Pośredniczyła w wyłudzeniu kredytów na blisko 200 tysięcy złotych
Policjanci Komendy Powiatowej Policji w Mikołowie zwalczający przestępczość gospodarczą przedstawili zarzuty 48-letniej pracownicy punktu kredytowego jednego ze znanych marketów budowlanych. Kobieta pośredniczyła w wyłudzeniu przez osoby niemające zdolności kredytowej pożyczek o łącznej wartości blisko 200 tysięcy złotych. Od każdej zrealizowanej transakcji mieszkanka Mikołowa otrzymywała prowizję. Grozi jej do 8 lat więzienia.
Przestępczy proceder miał miejsce jeszcze w 2020 roku. Zawiadomienie w sprawie złożył bank, z którym zawierane były umowy. Po ponad roku intensywnej pracy śledczych z Wydziału dw. z Przestępczością Gospodarczą mikołowskiej jednostki, zarzuty oszustwa i wyłudzenia kredytu przedstawiono 48-letniej mieszkance Mikołowa. Jak ustalili policjanci, kobieta była zatrudniona w punkcie kredytowym znanego w całym kraju sieciowego marketu budowlanego. To właśnie do niej zgłaszały się osoby, które chciały kupić między innymi narzędzia, meble ogrodowe i różnego rodzaju materiały budowlane. Mikołowianka ogłaszała się w internecie, że pomoże w załatwieniu pożyczek. Kwoty zaciąganych kredytów sięgały kilkunastu tysięcy złotych. Problem jednak w tym, że klienci często nie byli w ogóle zatrudnieni, zatem nie mieli też żadnej zdolności kredytowej. 48-latka radziła i wskazywała, jakie informacje powinni podać w internetowym wniosku, by bank zgodził się na pożyczkę. Od każdej z nich otrzymywała bowiem prowizję. W ten sposób wyłudzono kredyty na łączną kwotę blisko 200 tysięcy złotych.

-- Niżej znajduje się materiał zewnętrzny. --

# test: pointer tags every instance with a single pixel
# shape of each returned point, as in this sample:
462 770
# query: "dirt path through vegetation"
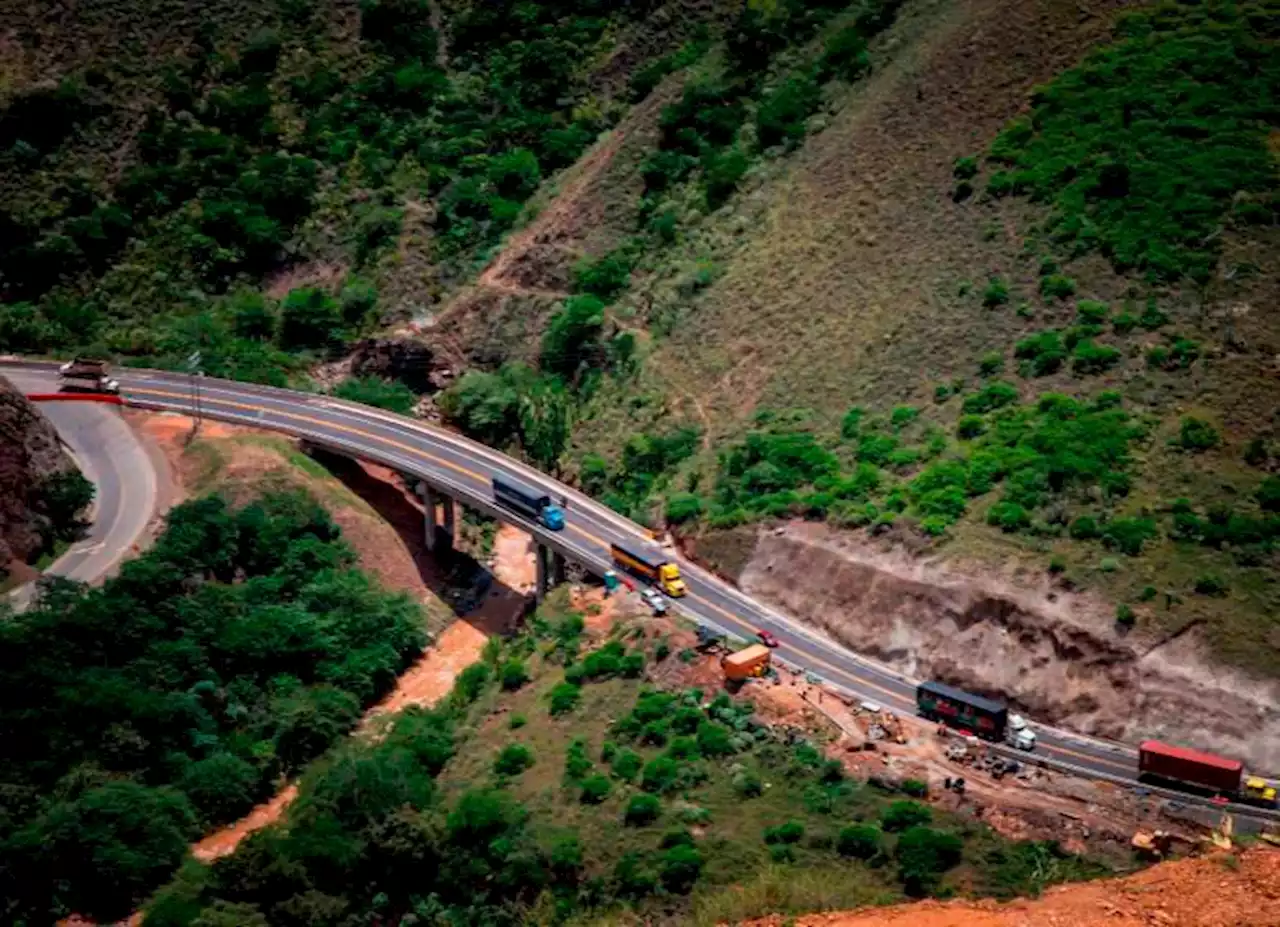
1210 891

Pod koniec 2021 roku mikołowianka stała się podejrzaną w sprawie. W trakcie przesłuchania nie przyznała się do zarzucanych jej czynów. Grozi jej do 8 lat więzienia. Oprócz kobiety zarzutami oszustwa i wyłudzania kredytów objęto 13 innych osób - jej klientów, z którymi, jak wynika z ustaleń, kobieta była w zmowie. Wszyscy pochodzą ze Śląska. Część z nich zostało już przesłuchanych, część nadal jest poszukiwana.